Views: 1384
Last Modified: 29.03.2024

Let's overview general sequence for site conversion from encoding CP1251 to UTF-8.

Attention! Before starting the site conversion, please make sure you have created site and database backup copy. We strongly recommend to execute test conversion runs at a separate site copy. Site conversion is a complex operation and each case is highly detailed. Please exercise caution, because the likelihood of loosing important data is significant when performing such operations.

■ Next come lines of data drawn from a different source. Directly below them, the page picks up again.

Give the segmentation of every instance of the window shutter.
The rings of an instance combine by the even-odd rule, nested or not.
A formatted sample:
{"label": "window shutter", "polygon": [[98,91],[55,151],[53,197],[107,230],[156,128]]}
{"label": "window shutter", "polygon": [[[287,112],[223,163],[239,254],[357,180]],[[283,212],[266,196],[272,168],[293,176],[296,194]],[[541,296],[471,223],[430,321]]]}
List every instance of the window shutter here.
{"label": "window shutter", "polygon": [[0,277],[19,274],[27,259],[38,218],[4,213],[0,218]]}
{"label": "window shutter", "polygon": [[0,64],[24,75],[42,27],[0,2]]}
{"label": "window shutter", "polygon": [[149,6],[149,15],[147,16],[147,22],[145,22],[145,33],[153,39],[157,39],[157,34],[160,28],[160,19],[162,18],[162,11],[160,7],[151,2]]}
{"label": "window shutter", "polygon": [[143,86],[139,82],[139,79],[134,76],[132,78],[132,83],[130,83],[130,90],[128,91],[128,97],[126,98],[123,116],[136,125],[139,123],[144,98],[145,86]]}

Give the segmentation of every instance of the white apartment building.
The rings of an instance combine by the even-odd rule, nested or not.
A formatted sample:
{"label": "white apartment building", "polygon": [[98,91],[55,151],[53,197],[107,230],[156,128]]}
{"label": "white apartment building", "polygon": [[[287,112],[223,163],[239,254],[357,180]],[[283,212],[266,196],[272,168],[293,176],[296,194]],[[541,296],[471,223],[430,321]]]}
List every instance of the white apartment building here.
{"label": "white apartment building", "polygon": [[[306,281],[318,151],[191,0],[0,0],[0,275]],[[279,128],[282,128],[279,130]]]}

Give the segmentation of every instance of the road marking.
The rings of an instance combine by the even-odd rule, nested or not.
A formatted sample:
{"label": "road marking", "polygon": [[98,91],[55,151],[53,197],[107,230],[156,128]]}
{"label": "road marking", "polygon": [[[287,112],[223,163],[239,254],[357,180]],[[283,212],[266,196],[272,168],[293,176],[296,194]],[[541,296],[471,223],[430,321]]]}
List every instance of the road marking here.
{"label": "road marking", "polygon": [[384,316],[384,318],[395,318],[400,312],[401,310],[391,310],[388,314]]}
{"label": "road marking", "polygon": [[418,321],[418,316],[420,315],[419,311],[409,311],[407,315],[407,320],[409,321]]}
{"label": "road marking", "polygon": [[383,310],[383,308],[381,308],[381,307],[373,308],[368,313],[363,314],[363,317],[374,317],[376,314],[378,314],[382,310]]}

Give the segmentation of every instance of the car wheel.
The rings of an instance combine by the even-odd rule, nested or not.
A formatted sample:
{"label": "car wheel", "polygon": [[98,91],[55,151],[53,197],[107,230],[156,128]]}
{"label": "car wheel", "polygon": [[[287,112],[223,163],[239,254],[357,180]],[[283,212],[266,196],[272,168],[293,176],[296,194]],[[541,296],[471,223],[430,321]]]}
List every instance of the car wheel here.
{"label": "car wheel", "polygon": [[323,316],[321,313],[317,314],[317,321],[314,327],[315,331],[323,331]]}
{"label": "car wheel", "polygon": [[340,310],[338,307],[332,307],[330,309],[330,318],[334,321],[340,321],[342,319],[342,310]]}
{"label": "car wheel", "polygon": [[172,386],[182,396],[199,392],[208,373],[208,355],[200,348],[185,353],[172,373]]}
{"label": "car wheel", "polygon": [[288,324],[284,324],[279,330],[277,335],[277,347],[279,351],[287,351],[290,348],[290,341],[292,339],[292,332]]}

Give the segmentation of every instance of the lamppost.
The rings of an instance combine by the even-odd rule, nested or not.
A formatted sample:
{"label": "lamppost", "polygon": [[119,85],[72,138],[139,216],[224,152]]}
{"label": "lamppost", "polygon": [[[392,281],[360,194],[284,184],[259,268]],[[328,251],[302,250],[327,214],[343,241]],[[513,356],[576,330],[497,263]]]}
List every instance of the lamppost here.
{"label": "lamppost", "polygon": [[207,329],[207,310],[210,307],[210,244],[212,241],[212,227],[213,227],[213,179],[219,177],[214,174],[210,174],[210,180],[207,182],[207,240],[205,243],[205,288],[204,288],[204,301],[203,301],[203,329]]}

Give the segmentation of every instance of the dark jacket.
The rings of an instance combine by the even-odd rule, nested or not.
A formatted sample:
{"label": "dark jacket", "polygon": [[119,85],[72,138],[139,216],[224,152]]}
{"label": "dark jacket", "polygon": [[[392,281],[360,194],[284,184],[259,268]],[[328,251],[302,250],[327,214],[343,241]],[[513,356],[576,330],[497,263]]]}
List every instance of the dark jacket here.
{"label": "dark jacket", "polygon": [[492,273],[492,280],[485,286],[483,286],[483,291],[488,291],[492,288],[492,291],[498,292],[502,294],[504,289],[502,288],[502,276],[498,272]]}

  General sequence of actions

You can connect to SSH to edit files and introduce updates to the server.

General sequnce:

  1. Change the encoding to UTF-8 for all languages inside the regional settings Settings > System settings > Language parameters > Regional settings ;

  2. mbstring.func_overload prior to the main module version 20.100.0

  3. Set the value default_charset = "utf8" in the settings file php.ini;

    The location of the settings file php.ini can be viewed previously in the admin section at the page PHP settings PHP settings (Settings > Tools > System Administration > PHP settings), this page displays information about current PHP settings.
    (Loaded Configuration File) or using a PHP function phpinfo().

    In case of the Hosting-located site, you may need to request a hosting provider to implement these settings.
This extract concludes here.